No minicars qualified. No small pickups. Only two large pickups made it: the Tesla Cybertruck and the Toyota Tundra.[3] The F-150, America's best-selling vehicle for 43 consecutive years, didn't. Neither did the Silverado, Ram, or Sierra. Between them, those four trucks account for 26,529 FARS-recorded deaths over the past decade and none of them earn a safety award. Which, depending on your perspective, is either long overdue or completely irrelevant.

IIHS isn't measuring what you think it's measuring. Its test evaluates how a specific model-year vehicle's structure performs in controlled crash scenarios. FARS tallies who actually died driving these things on actual roads for the past ten years. One is a lab. The other is a cemetery. They answer different questions.

Subaru's Outback earned TSP+ with a FARS rate of 0.45 and a crash lethality of 0.587. Meanwhile, GMC's Acadia lost its award despite a 0.30 rate and 0.343 lethality, which means when an Acadia is involved in a fatal crash, only 34.3% of occupants die. That's the lowest lethality ratio of any mid-size SUV in the FARS database.[1] Apparently surviving real crashes matters less than performing in simulated ones.

The Strongest Case for IIHS

A fair defense: IIHS is forward-looking. The 2026 Traverse is a different vehicle than the fleet mix producing that 0.20 rate, which spans ten model years of Traverses, most from the older platform. Testing the new platform's structure on the new protocol is exactly what a predictive safety organization should do. FARS data is a rearview mirror. IIHS is a headlight.

And the data supports this to a degree. Hyundai's Tucson earned TSP+ with a 0.34 FARS rate. Mazda's CX-5, at 0.12, earned TSP+ too. Not every winner is a high-rate vehicle. Some IIHS picks genuinely are the safest cars by every metric.

What the Data Doesn't Prove

FARS only records fatal crashes, not injury crashes. A vehicle with a low fatality rate might hospitalize people at alarming rates. Our VMT-estimated rates carry roughly ±15% uncertainty for lower-volume models. And FARS data reflects who drives a vehicle as much as how it's built: the Traverse skews toward suburban families; the Elantra skews toward younger, urban, higher-risk demographics.[1] [4]

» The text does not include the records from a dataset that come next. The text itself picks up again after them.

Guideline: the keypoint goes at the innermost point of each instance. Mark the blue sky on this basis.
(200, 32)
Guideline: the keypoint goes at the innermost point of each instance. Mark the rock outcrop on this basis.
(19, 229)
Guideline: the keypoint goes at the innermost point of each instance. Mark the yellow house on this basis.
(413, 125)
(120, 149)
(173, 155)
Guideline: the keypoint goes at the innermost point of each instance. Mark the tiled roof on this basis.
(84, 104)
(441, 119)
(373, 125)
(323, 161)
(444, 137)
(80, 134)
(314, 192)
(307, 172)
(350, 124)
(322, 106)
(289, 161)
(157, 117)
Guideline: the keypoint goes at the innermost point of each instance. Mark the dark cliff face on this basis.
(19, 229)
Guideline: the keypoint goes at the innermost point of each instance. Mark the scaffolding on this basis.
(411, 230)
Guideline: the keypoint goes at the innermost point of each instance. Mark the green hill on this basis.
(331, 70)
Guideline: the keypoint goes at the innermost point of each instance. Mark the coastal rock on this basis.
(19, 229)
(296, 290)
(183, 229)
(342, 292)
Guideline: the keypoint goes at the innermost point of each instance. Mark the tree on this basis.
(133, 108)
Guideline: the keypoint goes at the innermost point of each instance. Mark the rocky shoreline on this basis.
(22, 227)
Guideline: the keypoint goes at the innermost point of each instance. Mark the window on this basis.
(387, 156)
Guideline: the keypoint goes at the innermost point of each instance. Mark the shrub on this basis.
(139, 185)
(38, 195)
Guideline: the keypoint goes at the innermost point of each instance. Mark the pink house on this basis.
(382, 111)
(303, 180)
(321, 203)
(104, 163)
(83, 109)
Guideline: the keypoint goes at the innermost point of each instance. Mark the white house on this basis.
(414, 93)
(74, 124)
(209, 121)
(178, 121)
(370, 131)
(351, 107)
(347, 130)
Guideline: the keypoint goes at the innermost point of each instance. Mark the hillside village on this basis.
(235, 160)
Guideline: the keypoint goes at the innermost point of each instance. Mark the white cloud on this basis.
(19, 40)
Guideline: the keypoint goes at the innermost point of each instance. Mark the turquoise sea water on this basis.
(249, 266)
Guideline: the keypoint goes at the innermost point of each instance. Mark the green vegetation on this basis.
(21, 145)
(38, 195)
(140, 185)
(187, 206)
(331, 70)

Still. 7.5x is a lot of demographic adjustment to explain away.

Consider the consumer: a shopper walks into a dealership, sees "Top Safety Pick" on the window sticker of a Hyundai Sonata (FARS rate: 1.56), and walks past the Traverse (0.20) that doesn't have one. She buys the car with the sticker. It told her it was safer. Data says she got it backwards.

Nobody reads FARS tables at the dealership. They read stickers. And right now, the stickers are lying by omission.

Sources & References

  1. NHTSA, Fatality Analysis Reporting System (FARS), 2014–2023. Death rates estimated per 100M VMT using fleet and annual mileage estimates. nhtsa.gov
  2. GM Authority, “No IIHS Top Safety Pick Award For 2026 Chevy Traverse,” March 2026. gmauthority.com
  3. IIHS, 2026 Top Safety Pick criteria and award announcements, March 2026. Quoted: IIHS President David Harkey. iihs.org
  4. IIHS, Fatality Statistics: Passenger Vehicle Occupants. iihs.org
  5. NHTSA, Early Estimate of Motor Vehicle Traffic Fatalities for 2024, April 2025. 39,345 deaths, down 3.8% from 2023. nhtsa.gov

Source: NHTSA FARS 2014–2023. FARS fatality rates use estimated VMT, not actual odometer data. IIHS awards reflect 2026 model-year crash test results, not historical fleet performance. The comparison is deliberately provocative but methodologically apples-to-oranges. See methodology for caveats.